Answer: A recent Gallup Poll found that nine in 10 doctors admit having practiced defensive medicine at some time during their career. Some estimates put the cost at hundreds of billions of dollars in a year. If you look at all the lawsuits, there are about a million people who claim some sort of harm in any given year. But only about 11,000 lawsuits are actually paid out. Medical malpractice represents really only about 2 percent of the health care budget. (There's a pretty big disconnect between the first two and last two sentences. The latter portion of the "answer" doesn't address the actual question, which was about overtreatment increases. It only talks about malpractice lawsuits.)
Question: Is there anything in the bill about rationing health care?
Answer: No one is using the term "rationing" as part of the bill. But there is a term called comparative effectiveness. And that's this idea that we figure out what works in medicine and make sure to pay for those things. This also means that there are a lot of things being done right now where there's not scientific proof that it works and maybe those things won't get paid any more. Some people call that rationing.

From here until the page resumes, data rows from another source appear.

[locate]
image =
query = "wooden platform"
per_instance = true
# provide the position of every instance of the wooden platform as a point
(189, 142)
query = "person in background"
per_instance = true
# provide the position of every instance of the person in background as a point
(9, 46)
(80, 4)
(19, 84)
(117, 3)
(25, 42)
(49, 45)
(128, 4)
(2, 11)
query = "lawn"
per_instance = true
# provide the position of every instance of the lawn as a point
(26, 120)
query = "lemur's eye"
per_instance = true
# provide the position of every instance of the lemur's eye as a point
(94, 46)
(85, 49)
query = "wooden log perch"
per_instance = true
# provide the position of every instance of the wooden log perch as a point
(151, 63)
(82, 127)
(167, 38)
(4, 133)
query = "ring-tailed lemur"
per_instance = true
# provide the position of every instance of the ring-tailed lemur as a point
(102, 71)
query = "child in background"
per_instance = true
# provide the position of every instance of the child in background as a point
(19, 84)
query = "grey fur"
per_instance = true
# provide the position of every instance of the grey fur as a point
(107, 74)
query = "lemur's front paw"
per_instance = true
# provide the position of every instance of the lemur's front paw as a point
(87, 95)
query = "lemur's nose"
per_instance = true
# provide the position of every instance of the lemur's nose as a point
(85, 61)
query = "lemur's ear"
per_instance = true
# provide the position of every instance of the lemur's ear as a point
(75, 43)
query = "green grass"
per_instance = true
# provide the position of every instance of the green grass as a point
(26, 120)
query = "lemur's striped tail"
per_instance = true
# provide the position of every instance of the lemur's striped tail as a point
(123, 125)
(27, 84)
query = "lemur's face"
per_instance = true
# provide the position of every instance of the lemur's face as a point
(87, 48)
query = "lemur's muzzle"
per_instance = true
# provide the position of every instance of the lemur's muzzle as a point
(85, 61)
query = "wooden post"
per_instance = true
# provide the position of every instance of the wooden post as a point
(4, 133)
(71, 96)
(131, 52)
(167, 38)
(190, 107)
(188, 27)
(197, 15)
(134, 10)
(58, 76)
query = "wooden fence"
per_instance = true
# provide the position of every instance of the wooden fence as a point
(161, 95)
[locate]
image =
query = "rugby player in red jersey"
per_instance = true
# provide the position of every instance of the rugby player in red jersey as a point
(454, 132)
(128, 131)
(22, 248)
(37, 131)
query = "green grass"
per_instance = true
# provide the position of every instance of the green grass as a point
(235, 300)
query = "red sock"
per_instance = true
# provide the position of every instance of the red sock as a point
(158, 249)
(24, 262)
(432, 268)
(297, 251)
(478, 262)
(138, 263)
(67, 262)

Other people say, look, rationing exists under the current system. It's just that the insurance companies are essentially rationing by denying payment or dropping people off their coverage.
Question: Over 30 million couples suffer from infertility in the United States. Most insurers will not cover this problem. Will the new bill finally address this as a significant health problem?
Answer: There is nothing in the bill regarding this issue. One benefit is that insurance companies cannot deny coverage to couples who suffer from infertility because it was deemed a pre-existing condition. However, in terms of covering infertility treatments or in-vitro fertilization, none of that is made mandatory under the bill for insurance companies. (Plenty of money for abortions and birth control via "Planned Parenthood," but nothing for infertility cases between married people. Yup, that makes sense.)